Māori world view
From the time of the first arrival of humans in New Zealand, people have tried to interpret the world around them. For Pākehā most of their ideas have come from outside, and there has been a continuous engagement with international ideas.
By contrast, the first settlers, the Māori, brought many concepts from the Pacific, and then developed those ideas in intellectual isolation for some 500 years after 1300. Their world view became highly specific to New Zealand.
The central principle was whakapapa, the view that the whole world, natural and human, was bound together by family relationships. The key event in this world view was the moment of creation when Ranginui, the sky father, and Papatūānuku, the earth mother, were separated by their children and light came into the world. The children represented elemental forces – the wind, the sea and the forests – which in turn gave birth to the multitude of life in the world. Māori called upon these divinities in their ritual and karakia.
Adapting European ideas
Once Pākehā arrived, Māori once more engaged intellectually with new ideas from outside. They were often highly creative in adapting western ideas for their own purposes.

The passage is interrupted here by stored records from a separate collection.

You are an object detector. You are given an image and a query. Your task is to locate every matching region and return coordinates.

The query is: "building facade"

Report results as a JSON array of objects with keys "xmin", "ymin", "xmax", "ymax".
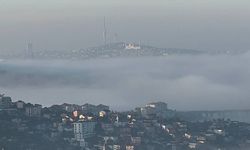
[
  {"xmin": 0, "ymin": 95, "xmax": 12, "ymax": 109},
  {"xmin": 25, "ymin": 104, "xmax": 42, "ymax": 117},
  {"xmin": 73, "ymin": 121, "xmax": 96, "ymax": 141}
]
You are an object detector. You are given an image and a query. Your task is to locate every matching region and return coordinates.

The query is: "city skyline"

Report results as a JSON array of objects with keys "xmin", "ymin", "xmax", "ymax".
[{"xmin": 1, "ymin": 1, "xmax": 250, "ymax": 150}]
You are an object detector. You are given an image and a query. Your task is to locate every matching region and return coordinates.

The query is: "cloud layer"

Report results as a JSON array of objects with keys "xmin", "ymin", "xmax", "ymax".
[{"xmin": 1, "ymin": 54, "xmax": 250, "ymax": 110}]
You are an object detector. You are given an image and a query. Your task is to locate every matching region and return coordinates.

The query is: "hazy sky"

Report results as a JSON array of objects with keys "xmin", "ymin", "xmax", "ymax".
[{"xmin": 0, "ymin": 0, "xmax": 250, "ymax": 51}]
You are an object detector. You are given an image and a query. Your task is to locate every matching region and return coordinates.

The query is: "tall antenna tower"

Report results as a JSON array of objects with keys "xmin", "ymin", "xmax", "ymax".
[
  {"xmin": 103, "ymin": 17, "xmax": 107, "ymax": 45},
  {"xmin": 27, "ymin": 42, "xmax": 34, "ymax": 59}
]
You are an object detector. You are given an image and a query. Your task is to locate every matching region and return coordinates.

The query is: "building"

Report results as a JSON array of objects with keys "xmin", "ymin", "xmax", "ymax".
[
  {"xmin": 125, "ymin": 43, "xmax": 141, "ymax": 50},
  {"xmin": 131, "ymin": 137, "xmax": 141, "ymax": 145},
  {"xmin": 0, "ymin": 94, "xmax": 12, "ymax": 109},
  {"xmin": 25, "ymin": 103, "xmax": 42, "ymax": 117},
  {"xmin": 140, "ymin": 102, "xmax": 176, "ymax": 119},
  {"xmin": 113, "ymin": 145, "xmax": 121, "ymax": 150},
  {"xmin": 82, "ymin": 103, "xmax": 109, "ymax": 115},
  {"xmin": 60, "ymin": 103, "xmax": 110, "ymax": 116},
  {"xmin": 73, "ymin": 121, "xmax": 96, "ymax": 141},
  {"xmin": 141, "ymin": 102, "xmax": 168, "ymax": 116},
  {"xmin": 16, "ymin": 100, "xmax": 25, "ymax": 109},
  {"xmin": 126, "ymin": 145, "xmax": 134, "ymax": 150},
  {"xmin": 61, "ymin": 103, "xmax": 81, "ymax": 112},
  {"xmin": 146, "ymin": 102, "xmax": 168, "ymax": 112},
  {"xmin": 96, "ymin": 104, "xmax": 109, "ymax": 112}
]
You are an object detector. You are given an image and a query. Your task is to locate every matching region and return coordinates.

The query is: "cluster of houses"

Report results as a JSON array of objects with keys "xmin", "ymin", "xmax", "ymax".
[
  {"xmin": 1, "ymin": 94, "xmax": 250, "ymax": 150},
  {"xmin": 0, "ymin": 94, "xmax": 42, "ymax": 117}
]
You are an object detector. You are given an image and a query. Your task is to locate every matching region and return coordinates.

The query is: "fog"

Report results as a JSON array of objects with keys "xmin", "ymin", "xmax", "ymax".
[
  {"xmin": 1, "ymin": 54, "xmax": 250, "ymax": 110},
  {"xmin": 0, "ymin": 0, "xmax": 250, "ymax": 51}
]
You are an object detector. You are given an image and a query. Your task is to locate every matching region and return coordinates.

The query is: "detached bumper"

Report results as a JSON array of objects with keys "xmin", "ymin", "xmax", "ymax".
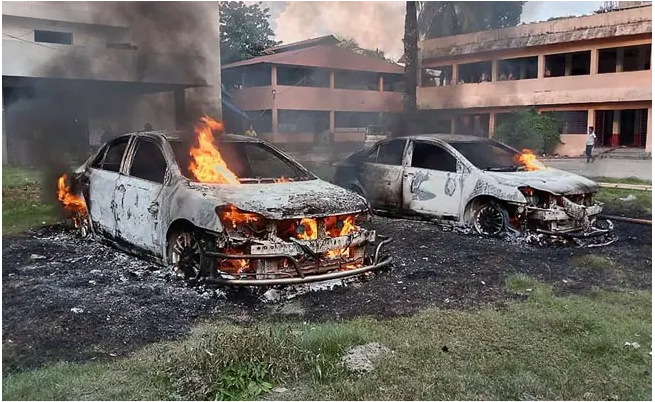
[{"xmin": 204, "ymin": 235, "xmax": 393, "ymax": 286}]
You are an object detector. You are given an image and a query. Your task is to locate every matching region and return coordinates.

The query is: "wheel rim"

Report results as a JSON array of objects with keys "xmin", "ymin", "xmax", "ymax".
[
  {"xmin": 474, "ymin": 205, "xmax": 505, "ymax": 236},
  {"xmin": 170, "ymin": 232, "xmax": 202, "ymax": 279}
]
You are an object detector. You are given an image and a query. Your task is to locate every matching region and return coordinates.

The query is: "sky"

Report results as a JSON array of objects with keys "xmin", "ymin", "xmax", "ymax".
[{"xmin": 258, "ymin": 1, "xmax": 606, "ymax": 60}]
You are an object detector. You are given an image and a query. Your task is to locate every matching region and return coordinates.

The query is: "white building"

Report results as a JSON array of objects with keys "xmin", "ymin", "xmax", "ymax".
[{"xmin": 2, "ymin": 1, "xmax": 222, "ymax": 164}]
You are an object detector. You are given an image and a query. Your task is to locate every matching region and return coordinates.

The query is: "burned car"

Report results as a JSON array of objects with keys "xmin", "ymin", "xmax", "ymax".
[
  {"xmin": 334, "ymin": 134, "xmax": 612, "ymax": 240},
  {"xmin": 58, "ymin": 117, "xmax": 391, "ymax": 285}
]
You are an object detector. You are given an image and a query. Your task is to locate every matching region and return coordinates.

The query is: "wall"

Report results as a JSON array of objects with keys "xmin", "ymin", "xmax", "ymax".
[
  {"xmin": 231, "ymin": 85, "xmax": 403, "ymax": 113},
  {"xmin": 417, "ymin": 70, "xmax": 651, "ymax": 109},
  {"xmin": 555, "ymin": 134, "xmax": 587, "ymax": 156}
]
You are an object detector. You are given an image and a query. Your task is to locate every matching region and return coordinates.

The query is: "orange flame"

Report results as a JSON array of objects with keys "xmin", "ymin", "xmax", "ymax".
[
  {"xmin": 516, "ymin": 149, "xmax": 542, "ymax": 171},
  {"xmin": 325, "ymin": 216, "xmax": 358, "ymax": 259},
  {"xmin": 220, "ymin": 204, "xmax": 262, "ymax": 229},
  {"xmin": 274, "ymin": 177, "xmax": 292, "ymax": 183},
  {"xmin": 57, "ymin": 174, "xmax": 87, "ymax": 213},
  {"xmin": 220, "ymin": 251, "xmax": 249, "ymax": 274},
  {"xmin": 297, "ymin": 218, "xmax": 318, "ymax": 240},
  {"xmin": 189, "ymin": 116, "xmax": 240, "ymax": 184}
]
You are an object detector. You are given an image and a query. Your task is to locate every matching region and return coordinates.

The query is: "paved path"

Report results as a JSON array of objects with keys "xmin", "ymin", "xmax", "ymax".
[{"xmin": 543, "ymin": 158, "xmax": 652, "ymax": 181}]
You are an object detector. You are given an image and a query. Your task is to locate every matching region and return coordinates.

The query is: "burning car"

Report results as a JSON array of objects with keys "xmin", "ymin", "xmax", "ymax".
[
  {"xmin": 57, "ymin": 117, "xmax": 391, "ymax": 285},
  {"xmin": 334, "ymin": 134, "xmax": 612, "ymax": 239}
]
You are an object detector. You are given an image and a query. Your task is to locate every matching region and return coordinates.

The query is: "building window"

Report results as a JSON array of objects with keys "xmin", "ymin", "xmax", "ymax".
[
  {"xmin": 497, "ymin": 56, "xmax": 538, "ymax": 80},
  {"xmin": 421, "ymin": 66, "xmax": 453, "ymax": 87},
  {"xmin": 334, "ymin": 70, "xmax": 379, "ymax": 90},
  {"xmin": 278, "ymin": 110, "xmax": 329, "ymax": 133},
  {"xmin": 598, "ymin": 44, "xmax": 651, "ymax": 73},
  {"xmin": 457, "ymin": 61, "xmax": 493, "ymax": 84},
  {"xmin": 34, "ymin": 30, "xmax": 73, "ymax": 45},
  {"xmin": 277, "ymin": 66, "xmax": 330, "ymax": 88},
  {"xmin": 544, "ymin": 51, "xmax": 590, "ymax": 77},
  {"xmin": 548, "ymin": 111, "xmax": 588, "ymax": 134}
]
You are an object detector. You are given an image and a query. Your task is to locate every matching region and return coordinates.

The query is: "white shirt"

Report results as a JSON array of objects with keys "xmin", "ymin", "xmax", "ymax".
[{"xmin": 586, "ymin": 132, "xmax": 596, "ymax": 146}]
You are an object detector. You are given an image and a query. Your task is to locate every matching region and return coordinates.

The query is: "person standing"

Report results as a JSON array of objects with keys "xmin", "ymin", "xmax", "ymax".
[
  {"xmin": 586, "ymin": 126, "xmax": 597, "ymax": 163},
  {"xmin": 244, "ymin": 125, "xmax": 257, "ymax": 137}
]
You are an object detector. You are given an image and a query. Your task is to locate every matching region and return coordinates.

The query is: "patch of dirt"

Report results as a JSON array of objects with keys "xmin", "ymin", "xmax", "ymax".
[{"xmin": 3, "ymin": 214, "xmax": 651, "ymax": 373}]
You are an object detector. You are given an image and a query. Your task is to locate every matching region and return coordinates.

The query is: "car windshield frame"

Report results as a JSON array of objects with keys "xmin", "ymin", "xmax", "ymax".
[
  {"xmin": 168, "ymin": 138, "xmax": 316, "ymax": 183},
  {"xmin": 450, "ymin": 140, "xmax": 525, "ymax": 172}
]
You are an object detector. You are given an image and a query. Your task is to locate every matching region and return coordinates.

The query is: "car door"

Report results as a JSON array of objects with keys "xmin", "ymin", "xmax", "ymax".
[
  {"xmin": 85, "ymin": 137, "xmax": 131, "ymax": 237},
  {"xmin": 359, "ymin": 139, "xmax": 407, "ymax": 209},
  {"xmin": 402, "ymin": 141, "xmax": 463, "ymax": 218},
  {"xmin": 113, "ymin": 137, "xmax": 168, "ymax": 255}
]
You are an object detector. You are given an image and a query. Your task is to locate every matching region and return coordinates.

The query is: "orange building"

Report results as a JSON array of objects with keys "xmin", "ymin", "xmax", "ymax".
[
  {"xmin": 222, "ymin": 35, "xmax": 404, "ymax": 145},
  {"xmin": 418, "ymin": 4, "xmax": 652, "ymax": 156}
]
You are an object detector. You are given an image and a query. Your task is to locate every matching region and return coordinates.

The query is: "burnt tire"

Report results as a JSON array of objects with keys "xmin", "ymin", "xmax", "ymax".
[
  {"xmin": 167, "ymin": 228, "xmax": 216, "ymax": 280},
  {"xmin": 472, "ymin": 202, "xmax": 509, "ymax": 236}
]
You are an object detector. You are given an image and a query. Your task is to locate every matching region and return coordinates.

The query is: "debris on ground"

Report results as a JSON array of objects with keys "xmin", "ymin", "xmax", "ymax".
[
  {"xmin": 620, "ymin": 194, "xmax": 637, "ymax": 202},
  {"xmin": 341, "ymin": 342, "xmax": 392, "ymax": 373},
  {"xmin": 70, "ymin": 307, "xmax": 84, "ymax": 314},
  {"xmin": 29, "ymin": 253, "xmax": 46, "ymax": 261},
  {"xmin": 624, "ymin": 341, "xmax": 640, "ymax": 349},
  {"xmin": 262, "ymin": 289, "xmax": 281, "ymax": 303},
  {"xmin": 272, "ymin": 387, "xmax": 289, "ymax": 393}
]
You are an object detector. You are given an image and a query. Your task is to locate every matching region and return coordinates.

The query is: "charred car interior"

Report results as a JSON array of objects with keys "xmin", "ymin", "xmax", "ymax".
[
  {"xmin": 334, "ymin": 134, "xmax": 614, "ymax": 246},
  {"xmin": 58, "ymin": 117, "xmax": 391, "ymax": 286}
]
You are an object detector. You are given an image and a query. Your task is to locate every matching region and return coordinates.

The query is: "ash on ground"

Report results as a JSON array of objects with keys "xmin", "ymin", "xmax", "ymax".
[{"xmin": 3, "ymin": 215, "xmax": 651, "ymax": 373}]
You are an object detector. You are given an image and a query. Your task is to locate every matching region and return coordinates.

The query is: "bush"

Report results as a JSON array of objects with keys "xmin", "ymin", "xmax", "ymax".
[{"xmin": 494, "ymin": 109, "xmax": 561, "ymax": 155}]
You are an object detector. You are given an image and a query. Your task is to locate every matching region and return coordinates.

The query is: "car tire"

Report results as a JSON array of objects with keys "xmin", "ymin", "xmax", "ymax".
[
  {"xmin": 472, "ymin": 201, "xmax": 509, "ymax": 236},
  {"xmin": 167, "ymin": 228, "xmax": 216, "ymax": 280}
]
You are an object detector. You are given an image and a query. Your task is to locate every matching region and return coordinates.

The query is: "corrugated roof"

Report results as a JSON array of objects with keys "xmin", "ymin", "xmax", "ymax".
[
  {"xmin": 263, "ymin": 35, "xmax": 340, "ymax": 54},
  {"xmin": 222, "ymin": 44, "xmax": 404, "ymax": 75}
]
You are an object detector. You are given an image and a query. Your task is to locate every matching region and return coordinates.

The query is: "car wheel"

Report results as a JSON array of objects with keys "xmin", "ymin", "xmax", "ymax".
[
  {"xmin": 167, "ymin": 229, "xmax": 205, "ymax": 280},
  {"xmin": 472, "ymin": 202, "xmax": 508, "ymax": 236}
]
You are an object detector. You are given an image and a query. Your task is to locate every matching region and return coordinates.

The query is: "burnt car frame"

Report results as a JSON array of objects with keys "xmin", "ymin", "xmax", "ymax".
[
  {"xmin": 334, "ymin": 134, "xmax": 611, "ymax": 238},
  {"xmin": 68, "ymin": 130, "xmax": 391, "ymax": 285}
]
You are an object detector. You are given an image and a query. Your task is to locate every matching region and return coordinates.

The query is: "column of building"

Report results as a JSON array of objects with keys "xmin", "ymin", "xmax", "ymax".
[
  {"xmin": 611, "ymin": 49, "xmax": 625, "ymax": 146},
  {"xmin": 271, "ymin": 65, "xmax": 278, "ymax": 135},
  {"xmin": 329, "ymin": 71, "xmax": 336, "ymax": 136}
]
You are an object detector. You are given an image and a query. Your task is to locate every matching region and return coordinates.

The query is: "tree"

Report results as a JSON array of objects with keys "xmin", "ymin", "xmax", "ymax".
[
  {"xmin": 494, "ymin": 109, "xmax": 561, "ymax": 155},
  {"xmin": 417, "ymin": 1, "xmax": 525, "ymax": 39},
  {"xmin": 336, "ymin": 36, "xmax": 388, "ymax": 61},
  {"xmin": 219, "ymin": 1, "xmax": 278, "ymax": 64},
  {"xmin": 401, "ymin": 1, "xmax": 419, "ymax": 136}
]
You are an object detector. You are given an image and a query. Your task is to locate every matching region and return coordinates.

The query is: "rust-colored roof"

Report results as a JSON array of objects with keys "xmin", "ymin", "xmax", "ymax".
[
  {"xmin": 222, "ymin": 44, "xmax": 404, "ymax": 75},
  {"xmin": 263, "ymin": 35, "xmax": 340, "ymax": 54}
]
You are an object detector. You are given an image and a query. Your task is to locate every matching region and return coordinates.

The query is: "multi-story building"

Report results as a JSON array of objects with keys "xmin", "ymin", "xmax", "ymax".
[
  {"xmin": 2, "ymin": 1, "xmax": 221, "ymax": 164},
  {"xmin": 417, "ymin": 3, "xmax": 652, "ymax": 156},
  {"xmin": 222, "ymin": 35, "xmax": 404, "ymax": 145}
]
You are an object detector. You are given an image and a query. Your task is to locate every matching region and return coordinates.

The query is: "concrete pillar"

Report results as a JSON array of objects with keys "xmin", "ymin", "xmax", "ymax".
[
  {"xmin": 378, "ymin": 74, "xmax": 384, "ymax": 92},
  {"xmin": 450, "ymin": 117, "xmax": 456, "ymax": 134},
  {"xmin": 633, "ymin": 109, "xmax": 642, "ymax": 146},
  {"xmin": 616, "ymin": 48, "xmax": 625, "ymax": 72},
  {"xmin": 272, "ymin": 108, "xmax": 278, "ymax": 134},
  {"xmin": 611, "ymin": 110, "xmax": 621, "ymax": 147},
  {"xmin": 587, "ymin": 109, "xmax": 595, "ymax": 133},
  {"xmin": 646, "ymin": 108, "xmax": 652, "ymax": 153},
  {"xmin": 329, "ymin": 110, "xmax": 335, "ymax": 133},
  {"xmin": 491, "ymin": 60, "xmax": 498, "ymax": 82},
  {"xmin": 452, "ymin": 64, "xmax": 459, "ymax": 83},
  {"xmin": 564, "ymin": 54, "xmax": 573, "ymax": 76},
  {"xmin": 538, "ymin": 54, "xmax": 545, "ymax": 78},
  {"xmin": 488, "ymin": 112, "xmax": 496, "ymax": 138},
  {"xmin": 329, "ymin": 71, "xmax": 335, "ymax": 89},
  {"xmin": 241, "ymin": 72, "xmax": 246, "ymax": 87},
  {"xmin": 271, "ymin": 65, "xmax": 277, "ymax": 86},
  {"xmin": 590, "ymin": 48, "xmax": 599, "ymax": 74},
  {"xmin": 174, "ymin": 88, "xmax": 186, "ymax": 129}
]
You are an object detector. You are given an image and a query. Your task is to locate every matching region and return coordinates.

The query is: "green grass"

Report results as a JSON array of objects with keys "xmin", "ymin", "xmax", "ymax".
[
  {"xmin": 591, "ymin": 176, "xmax": 652, "ymax": 185},
  {"xmin": 572, "ymin": 254, "xmax": 617, "ymax": 271},
  {"xmin": 2, "ymin": 166, "xmax": 58, "ymax": 234},
  {"xmin": 4, "ymin": 278, "xmax": 651, "ymax": 401},
  {"xmin": 596, "ymin": 188, "xmax": 652, "ymax": 214}
]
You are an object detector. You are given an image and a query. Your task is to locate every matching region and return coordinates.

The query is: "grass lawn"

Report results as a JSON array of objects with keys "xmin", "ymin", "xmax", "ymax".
[
  {"xmin": 3, "ymin": 277, "xmax": 651, "ymax": 401},
  {"xmin": 2, "ymin": 166, "xmax": 58, "ymax": 234}
]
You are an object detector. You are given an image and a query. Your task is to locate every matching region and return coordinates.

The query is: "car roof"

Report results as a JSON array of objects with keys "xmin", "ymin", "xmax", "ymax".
[
  {"xmin": 397, "ymin": 133, "xmax": 490, "ymax": 143},
  {"xmin": 114, "ymin": 130, "xmax": 263, "ymax": 143}
]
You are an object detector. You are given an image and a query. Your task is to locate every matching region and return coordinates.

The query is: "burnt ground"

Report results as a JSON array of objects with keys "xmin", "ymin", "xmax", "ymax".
[{"xmin": 3, "ymin": 214, "xmax": 652, "ymax": 373}]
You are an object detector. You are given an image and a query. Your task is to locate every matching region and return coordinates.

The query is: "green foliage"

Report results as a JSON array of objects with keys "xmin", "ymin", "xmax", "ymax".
[
  {"xmin": 494, "ymin": 109, "xmax": 561, "ymax": 154},
  {"xmin": 418, "ymin": 1, "xmax": 525, "ymax": 39},
  {"xmin": 2, "ymin": 166, "xmax": 58, "ymax": 234},
  {"xmin": 219, "ymin": 1, "xmax": 278, "ymax": 64},
  {"xmin": 336, "ymin": 36, "xmax": 390, "ymax": 62}
]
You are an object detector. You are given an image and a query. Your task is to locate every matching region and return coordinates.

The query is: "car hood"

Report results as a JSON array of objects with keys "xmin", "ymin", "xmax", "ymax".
[
  {"xmin": 485, "ymin": 167, "xmax": 599, "ymax": 195},
  {"xmin": 189, "ymin": 179, "xmax": 368, "ymax": 220}
]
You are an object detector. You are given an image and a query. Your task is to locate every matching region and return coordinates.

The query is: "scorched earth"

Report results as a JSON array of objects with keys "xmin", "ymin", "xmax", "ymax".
[{"xmin": 2, "ymin": 211, "xmax": 651, "ymax": 373}]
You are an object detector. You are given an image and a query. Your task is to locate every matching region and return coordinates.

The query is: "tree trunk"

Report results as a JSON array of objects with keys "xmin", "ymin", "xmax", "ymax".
[{"xmin": 401, "ymin": 1, "xmax": 419, "ymax": 137}]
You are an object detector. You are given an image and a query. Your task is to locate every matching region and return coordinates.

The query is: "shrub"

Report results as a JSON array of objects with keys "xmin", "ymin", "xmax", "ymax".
[{"xmin": 494, "ymin": 109, "xmax": 561, "ymax": 155}]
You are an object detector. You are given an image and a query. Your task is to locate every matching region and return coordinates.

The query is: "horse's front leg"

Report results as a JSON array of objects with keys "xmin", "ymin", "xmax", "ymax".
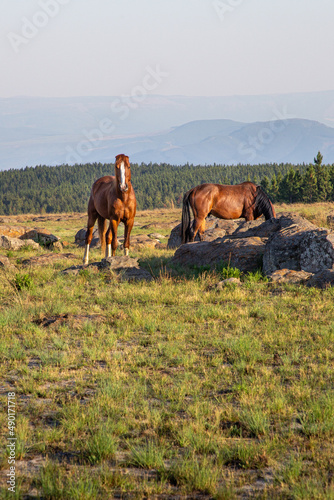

- Western religious ideas of a Christian God were transformed into distinctive Māori faiths such as Ringatū and Rātana.
- Western ideas of governance led to such ideas as a Māori king and Māori parliaments.
- Anthropological theories were sometimes internalised into Māori traditions, such as the idea of a Great Fleet of canoes arriving in New Zealand from the Pacific around the same time.
Europeans coming to New Zealand brought beliefs and philosophies with them. After arriving they maintained a continuous engagement with the wider intellectual world through letters, books, newspapers and visitors from overseas. From 1769 there have been few, if any, wholly original New Zealand ideas. Ideas in New Zealand cannot be discussed without examining the great intellectual movements of the western world.
However, the particular characteristics of the land and people have led New Zealand thinkers to emphasise some ideas more than others, and develop them in distinctive directions. New Zealanders’ contribution has been more in the local application of international ideas than in the contribution of new or novel concepts – some of the world’s big ideas were given their own meaning in New Zealand.